Detect blank page in scanned PDF documents | Aspose.PDF for .NET | Page.IsBlank is false

Hello Support

Please review the attached scanned image. If you notice on page 3, which is a blank page, the scanner is adding an image to the length side of the page. When passing this page to the Page.Isblank function flags it as not blank. We have tired various threshold factor setting of, .01, .001. Is there any clean up functions to remove anything along the margins of the page, or to ignore anything along the margins.

Unfortunately, we can’t force clients to change settings on their end to determine what is causing this, so the fix needs to be on the back end

@cfavNQ,

Can you please specify which API you are using on your end. Also please check source file is not attached to this thread as you mentioned that you have attached image.

our release version is using 18.11 but in development I have update to 18.12.8b385dd9-54a3-48a5-8b30-f34843c7cf6e_0.PDF (1.6 MB)

@cfavNQ,

Can you please share sample code along with source file so that we may further investigate to help you out.

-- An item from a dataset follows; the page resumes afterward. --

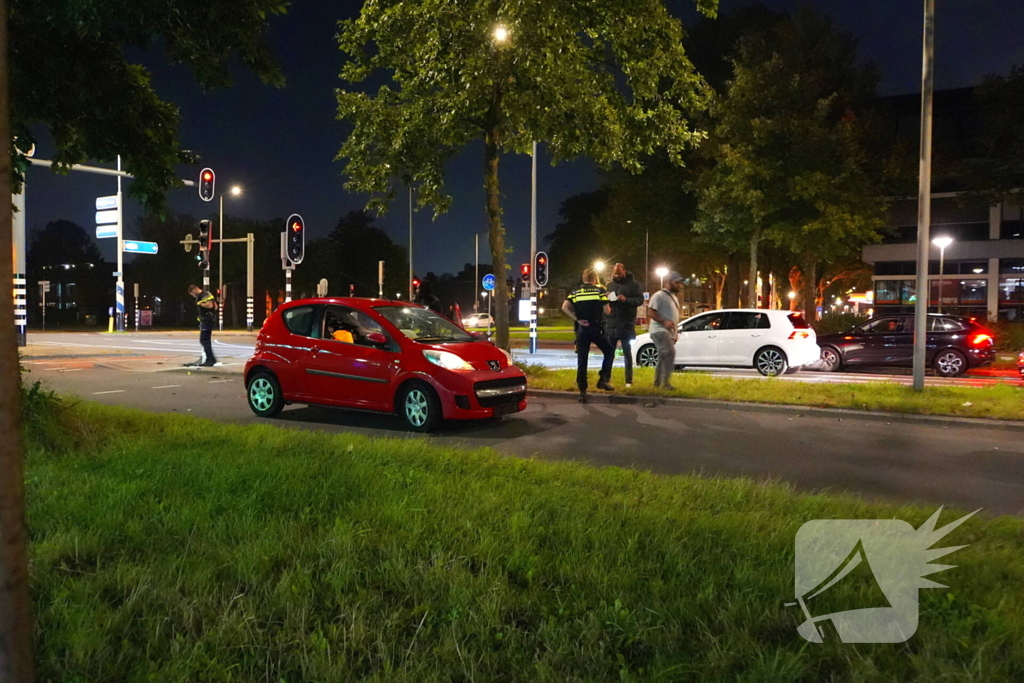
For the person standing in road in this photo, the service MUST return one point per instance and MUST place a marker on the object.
(588, 305)
(664, 313)
(624, 297)
(206, 306)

                                    var pdfDoc = new Aspose.Pdf.Document(coverScan);
                                    var collection = pdfDoc.Pages.OrderBy(f => f.Number);
                                    foreach (var page in collection)
                                    {
                                        if (page.IsBlank(ThresholdFactor))
                                        {
                                            var docPage = childJob.DocumentPages.FirstOrDefault(f => f.OriginalPageNumber == page.Number);
                                            if (docPage != null)
                                            {
                                                _logger.DebugFormat($"Page# {docPage.OriginalPageNumber} is blank in document {childJob.Id}");
                                                docPage.Blank = true;
                                            }
                                        }
                                        else
                                            _logger.DebugFormat($"Page# {page.Number} is not blank in document {childJob.Id}");
                                    }
                                }

@cfavNQ

We are checking the details and will get back to you soon.

@cfavNQ

We have tested the scenario in our environment using Aspose.PDF for .NET 20.6 and initial investigation showed that 3rd Page of the PDF is not actually blank but there is a blank image on it. That is the reason API is not honoring it as blank page. Nevertheless, we have logged a ticket as PDFNET-48399 in our issue tracking system to further investigate this scenario.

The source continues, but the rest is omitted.